You had a very sharp eye that v17f32 would cause a split with an empty hi masked load eventually.
It is somewhat harmless since the load is not used and thus removed from the DAG, but this revision
is even cleaner by not generating the hi masked load at all!

aartbik updated this revision to Diff 259457.Apr 22 2020, 7:36 PM

removed left behind debug code

craig.topper added inline comments.Apr 22 2020, 7:39 PM
llvm/lib/CodeGen/SelectionDAG/SelectionDAG.cpp
9495

Stray 'k' got added to this line.

aartbik updated this revision to Diff 259461.Apr 22 2020, 8:03 PM

fixed some stray diffs

aartbik marked an inline comment as done.Apr 22 2020, 8:03 PM
dmgreen added inline comments.Apr 22 2020, 10:55 PM
llvm/lib/CodeGen/SelectionDAG/LegalizeVectorTypes.cpp
1596

Could we return PassThruHi directly?

llvm/test/CodeGen/X86/pr45563-2.ll
2

Please use update_llc_test_checks on tests this size

aartbik marked 3 inline comments as done.Apr 22 2020, 11:38 PM
aartbik added inline comments.
llvm/lib/CodeGen/SelectionDAG/LegalizeVectorTypes.cpp
1596

I experimented with different values, this seemed the least code change, since it folds directly in the DAG.getNode below, and is removed right after that.

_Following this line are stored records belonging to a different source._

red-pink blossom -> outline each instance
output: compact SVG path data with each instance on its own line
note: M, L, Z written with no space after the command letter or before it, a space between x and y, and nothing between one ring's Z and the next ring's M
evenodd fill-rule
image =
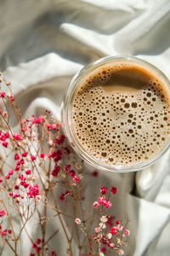
M106 208L110 208L112 204L111 202L109 201L109 200L105 200L105 203L104 203L104 206L106 207Z
M3 147L7 148L8 145L8 142L6 142L6 141L3 142Z
M51 175L53 177L58 176L60 170L60 166L55 165L53 172L51 172Z
M5 211L4 210L1 210L0 211L0 217L3 217L6 214Z
M19 186L18 185L14 185L14 189L18 190L19 189Z
M71 170L71 165L66 165L66 166L65 166L65 170L66 172L68 172L69 170Z
M39 253L40 251L41 251L41 247L37 247L37 248L36 248L36 251L37 251L37 253Z
M29 175L29 174L31 173L31 170L27 170L27 171L26 172L26 173L27 175Z
M98 199L98 202L100 204L100 205L103 205L105 202L105 197L101 196Z
M116 192L117 192L116 187L112 187L111 189L110 189L110 192L111 192L112 194L116 194Z
M6 138L8 138L10 137L10 134L8 133L8 131L4 133L4 136Z
M38 184L34 184L33 186L29 186L29 190L27 191L27 195L30 198L34 198L40 194L40 189Z
M5 178L6 178L6 179L9 179L9 178L10 178L10 175L8 175L8 174L6 175L6 176L5 176Z
M44 154L43 153L41 153L41 154L40 154L40 157L41 157L41 158L44 158L44 157L45 157L45 154Z
M0 140L4 142L6 140L6 136L4 134L3 134L1 137L0 137Z
M80 181L80 177L78 176L75 176L72 179L75 183L78 183Z
M99 175L99 172L97 171L94 171L92 172L92 176L94 176L94 177L98 177L98 175Z
M102 187L100 189L100 192L102 195L106 195L107 194L107 187Z
M44 120L45 120L45 119L42 115L40 115L37 119L33 118L32 124L39 125L39 124L42 123Z
M16 141L22 141L23 140L23 137L21 134L18 133L18 134L14 134L14 138Z
M6 234L7 234L7 230L2 230L2 231L1 231L1 236L6 236Z
M9 97L9 100L10 100L11 102L14 102L14 97L13 96L11 96Z
M40 238L37 238L37 241L36 241L36 242L37 242L37 244L40 244L40 243L41 243L41 241L41 241L41 239L40 239Z
M14 192L13 197L14 198L20 197L20 195L19 193L17 193L17 192Z
M36 157L35 157L33 154L31 154L31 160L32 161L34 161L34 160L36 160Z
M124 234L126 236L129 236L130 235L130 231L128 230L124 230Z
M1 92L0 93L0 97L4 98L4 96L5 96L5 92Z
M17 153L14 154L14 160L20 160L20 155Z
M70 170L68 174L69 174L69 176L73 177L76 175L76 172L74 170Z
M116 235L116 233L117 233L116 228L116 227L112 227L110 230L110 233L111 233L111 235L113 235L113 236Z
M9 170L8 171L8 175L13 175L14 174L14 170Z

Any thing else would require more changes to deal with the 1 vs 2 result values.

llvm/test/CodeGen/X86/pr45563-2.ll
2

Ah, I saw some auto generated messages, but was not aware of this tool. But, forgive my noobness, what will this auto-generate? I am really just counting the number of masked moves that result, I don't want to pin down the full assembly?

craig.topper added inline comments.Apr 23 2020, 12:11 AM
llvm/test/CodeGen/X86/pr45563-2.ll
2

It will generate checks for the full assembly, but the X86 maintainers are used to that. We'll just rerun the script and look at the diff if it fails for some change in the future.

aartbik updated this revision to Diff 259647.Apr 23 2020, 11:31 AM
aartbik marked 4 inline comments as done.

used update_llc_test_checks (cool!)

aartbik added inline comments.Apr 23 2020, 11:49 AM
llvm/test/CodeGen/X86/pr45563-2.ll
2

Nice utility! Having the full assembly makes it a bit sensitive to changes, but I can also see that the X86 maintainers want to be aware of even the slightest of changes and with this utility that becomes a lot simpler. Cool!

This revision is now accepted and ready to land.Apr 23 2020, 2:21 PM
This revision was automatically updated to reflect the committed changes.